Parmi le florilège de quickbooks sortis après le second tour : quel ouvrage choisir pour revivre la campagne la plus rocambolesque de la Ve République ? «  Il y a une curiosité pour l’envers du décor et des coulisses du monde politique, mais, à force de surenchérir, le marché des livres politiques s’encombre et ça finit par produire un effet de banalisation », souligne Christian Le Bart, professeur à Sciences Po Rennes. La concurrence est telle que, pour se distinguer et se vendre, l’ouvrage doit apporter une plus-value qu’on ne retrouve nulle part ailleurs. Chaque auteur essaye de fournir un style et un ton différents : certains rapportent des anecdotes inédites et des moments de « off », d’autres livrent leurs analyses ou tentent de créer un récit original et étoffé.

«  Il y a ce que nous, les journalistes politiques, on sait de la campagne. De ma position d’éditorialiste, je vois des choses, tandis que les journalistes sur place, aux meetings, en voient d’autres », confie Laurent Neumann, qui a fait le choix de présenter son compte rendu de la présidentielle, de « raconter en comprenant ce qu’il se passe. »

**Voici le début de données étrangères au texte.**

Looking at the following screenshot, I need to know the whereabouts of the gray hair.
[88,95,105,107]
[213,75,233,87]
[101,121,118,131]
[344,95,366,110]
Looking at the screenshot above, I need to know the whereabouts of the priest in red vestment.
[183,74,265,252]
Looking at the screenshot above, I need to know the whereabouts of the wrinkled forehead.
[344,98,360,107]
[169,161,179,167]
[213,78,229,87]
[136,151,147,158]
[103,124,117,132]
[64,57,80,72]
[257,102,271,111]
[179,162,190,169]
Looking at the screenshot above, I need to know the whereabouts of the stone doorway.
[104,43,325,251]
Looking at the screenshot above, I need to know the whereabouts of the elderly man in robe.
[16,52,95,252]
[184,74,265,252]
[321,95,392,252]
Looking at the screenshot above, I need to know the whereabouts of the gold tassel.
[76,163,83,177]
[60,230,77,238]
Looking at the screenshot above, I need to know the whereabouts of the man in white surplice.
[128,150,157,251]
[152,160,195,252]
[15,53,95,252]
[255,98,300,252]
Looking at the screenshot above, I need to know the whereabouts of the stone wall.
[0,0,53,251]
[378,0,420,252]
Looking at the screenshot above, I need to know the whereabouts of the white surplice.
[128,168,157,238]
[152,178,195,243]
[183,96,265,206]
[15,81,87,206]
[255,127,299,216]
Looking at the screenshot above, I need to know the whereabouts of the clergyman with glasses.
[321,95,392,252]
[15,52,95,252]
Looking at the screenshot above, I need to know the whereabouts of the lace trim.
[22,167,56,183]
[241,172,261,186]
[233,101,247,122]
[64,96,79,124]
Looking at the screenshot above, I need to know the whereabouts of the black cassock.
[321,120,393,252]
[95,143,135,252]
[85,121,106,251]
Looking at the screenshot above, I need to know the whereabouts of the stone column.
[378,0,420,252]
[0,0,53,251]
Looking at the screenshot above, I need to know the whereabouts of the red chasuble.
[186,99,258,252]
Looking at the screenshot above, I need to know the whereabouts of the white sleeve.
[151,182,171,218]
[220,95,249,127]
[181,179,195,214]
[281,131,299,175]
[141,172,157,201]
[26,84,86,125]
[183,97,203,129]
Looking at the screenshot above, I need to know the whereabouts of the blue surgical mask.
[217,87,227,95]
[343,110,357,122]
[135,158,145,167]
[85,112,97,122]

Plus facile à dire qu’à faire. «  C’est difficile aujourd’hui d’avoir des informations nouvelles et de la valeur ajoutée », selon Nicolas Prissette. « Le quickbook est devenu un exercice très concurrentiel. C’est compliqué d’avoir des détails d’insiders, notamment à cause des réseaux sociaux. » Mais la patte du journaliste ne suffit pas, il faut aussi miser sur le bon cheval si on veut espérer gagner son pari. « Je pense que la campagne de François Fillon était la plus intéressante de cette élection présidentielle, la plus passionnante en termes journalistiques. Le problème de ces livres, c’est qu’ils n’ont de succès, d’intérêt, que si la personne gagne, si elle perd, c’est un peu un livre qui passe aux oubliettes, ce qui est tout à fait logique », reconnaît Matthieu Goar à propos de son ouvrage. « Fillon c’est la chronique d’un crash, du coup l’objet perd de son intérêt en lui-même parce que c’est surtout fait pour être un livre sur le futur président de la République. » Le livre des deux journalistes du Monde s’est vendu à 2000 exemplaires « au grand maximum », avant qu’il ne s’étouffe complètement. À l’inverse, celui de a connu plus de succès et continue à se vendre : son nom assure-t-il la réussite ?

Se faire un nom

« Quand on est journaliste politique, on signe en bas de son article, mais ce qui compte, c’est le média pour lequel on travaille », affirme Christian Le Bart. Selon le sociologue, ces journalistes prennent la plume de l’écrivain dans une démarche d’individualisation. « En écrivant son livre, le journaliste de presse s’émancipe de l’entreprise pour laquelle il travaille d’habitude. Il se fait un nom. » L’exemple de Raphaëlle Bacqué et de ses nombreux ouvrages sur les hommes politiques français, en est l’exemple le plus représentatif selon l’universitaire. « On ne pense plus à Raphaëlle Bacqué comme journaliste au Monde, mais comme une écrivain de livres politiques. » Mais d’après les auteurs de quickbooks interrogés, lors de la campagne, leur travail de journaliste politique restait la priorité pendant la rédaction de leurs ouvrages. Il s’agissait pour eux de jongler entre l’écriture de leur livre et leurs chroniques quotidiennes dans leur média d’appartenance. « Je n’ai jamais conservé pour moi d’infos fondamentales qui aurait pu justifier d’un défaut de loyauté vis à vis du JDD », affirme le journaliste Nicolas Prissette. Pour Matthieu Goar et son enquête sur l’Affaire Fillon : même combat.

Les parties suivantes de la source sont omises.